Livia attenta i ladri non sono i medici
(Mario Pirani da La
Repubblica del 12 febbraio 2007) Non credo possibile, per la motivata stima
che le porto, che Livia Turco abbia mai visto la homepage sulla malasanità
diffusa sul sito del ministero della Salute. Mi auguro che la legga e la
faccia annullare. In essa si afferma che «non ci può essere buona sanità se
non si combatte decisamente il malaffare. Noi ci abbiamo pensato con norme
precise che consentiranno di espellere dal Ssn tutti quelli che, medici,
farmacisti ed altri operatori abbiano truffato la sanità». È semplicemente
una ignominia che si getti un marchio di infamia sui medici e sui farmacisti
senza spendere una parola sul fatto che in tutti i recenti scandali che
hanno inferto gravissimi danni alle Asl, sul banco degli imputati sono
finiti politici o amministratori da loro nominati, mentre nessun medico è
stato neppure scalfito dal sospetto. È pur vero che la demagogica homepage
si richiama a due fra le migliaia di commi della Finanziaria, l´811 e l´812,
che mi sono andato a leggere e che dispongono, qualora un farmacista o un
sanitario siano stati condannati con sentenza passata in giudicato per
truffa ai danni del Ssn, la decadenza della loro licenza o del loro rapporto
di lavoro. Peccato che la manina o manona che ha redatto questi commi si sia
ben guardato dall´introdurne altre assai più urgenti e pregnanti per
tagliare la presa dei partiti sulla greppia sanitaria.

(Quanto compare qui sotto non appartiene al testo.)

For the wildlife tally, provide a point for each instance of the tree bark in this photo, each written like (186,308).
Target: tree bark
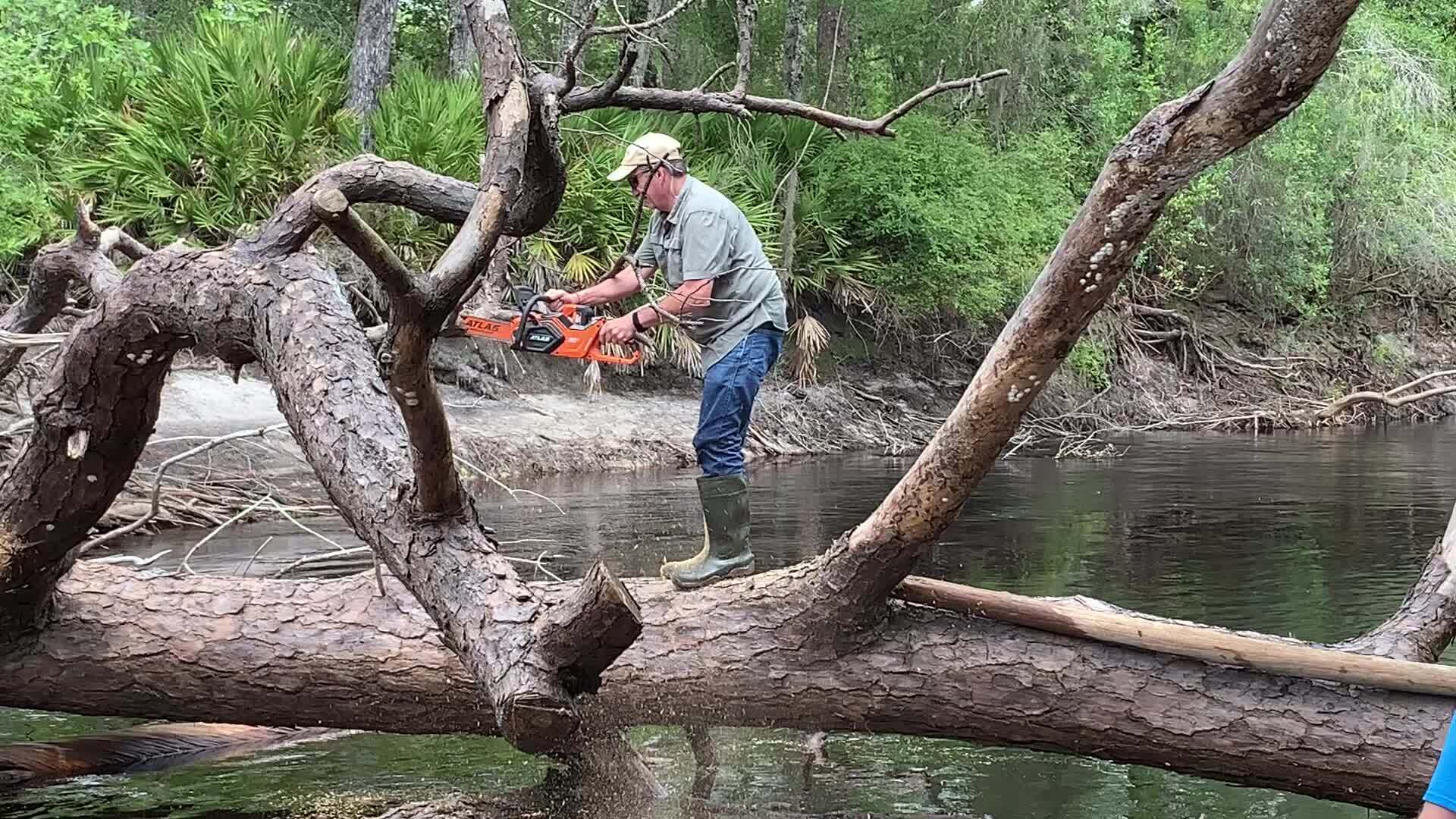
(289,315)
(839,653)
(1426,623)
(639,69)
(82,259)
(462,49)
(369,64)
(1291,47)
(340,654)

Si è così sancito anche legalmente il rovesciamento plateale di una verità
che è sotto gli occhi di tutti e che abbiamo denunciato infinite volte: la
malasanità (un termine equivoco che aborro) è in primo luogo imputabile alla
invasione dei partiti, alle nomine cui i direttori generali sono indotti,
agli appalti con ditte e cooperative indicate dai politici di turno, alle
convenzioni non sempre limpide realizzate da amministratori compiacenti con
cliniche e laboratori privati. La sunnominata homepage ha giustamente
suscitato la protesta dell´Ordine dei medici di Roma che si sono rivolti ai
colleghi di tutta Italia per «una decisa reazione ad una situazione non più
sostenibile di delegittimazione della professione». Quasi in concomitanza è
uscita a pagamento su alcuni quotidiani una lettera aperta di tutte le
associazioni dei chirurghi italiani di ogni specialità, esasperati per gli
attacchi che tendono «ad attribuire loro tutti i disservizi e le deficienze
strutturali degli ospedali». Si ricorda che «ai medici è stata tolta ogni
possibilità di gestire risorse umane e materiali negli ospedali. Tutti gli
appalti per l´edilizia, vitto, pulizie, farmaci, presidi medici, vigilanza,
assicurazioni ed i concorsi, sono di pertinenza esclusiva dagli
amministratori, nominati direttamente dal potere politico».
I miei lettori credo abbiano da sempre compreso quanto rifugga
dall´indignazione. Se questa volta mi è uscita qualche parola sopra tono è
perché temo si crei ingiustamente un fossato tra i medici e la ministra che
governa il settore e che si era impegnata a ricondurre la politica alla sua
funzione di indirizzo e di programmazione della Sanità. Molti suoi atti sono
andati in questa direzione. Di altri, come la legge sul governo sanitario,
che dovrebbe definire le nomine dei primari nell´ottica di privilegiare
esclusivamente la competenza professionale, è annunciata da tempo la
presentazione. Qualche misura appare deludente nei confronti delle attese.
In particolare la nuova procedura per le nomine dei direttori scientifici
degli Istituti di ricovero e cura a carattere scientifico.
Quando, subito dopo la sua assunzione al ministero, Livia Turco ne rimosse
alcuni per procedere a sostituzioni unilaterali (come la legge, peraltro, le
permetteva) le polemiche furono vivissime, tanto che la neo ministra si
impegnò a mutare metodo. Ora, però, ha messo la sua firma ad una procedura
per far vagliare le domande degli aspiranti all´incarico da una commissione
di 5 membri, di cui tre rappresentanti della comunità scientifica (da chi
designati? dal ministro?) , un direttore del ministero (e, quindi, sempre
dipendente dal ministro) e un rappresentante delle Regioni (e, quindi,
sempre di matrice politica). Non basta: questa commissione esamina le
domande ricevute ma non procede ad alcuna classifica, neppure per titoli,
secondo criteri oggettivi prestabiliti, come si usa in ogni concorso di
qualche serietà ma si limita ad indicare tre nomi. Tra questi il ministro è
libero di scegliere. Non era questa la filosofia cui Livia Turco diceva di
volersi ispirare per la riforma del governo sanitario.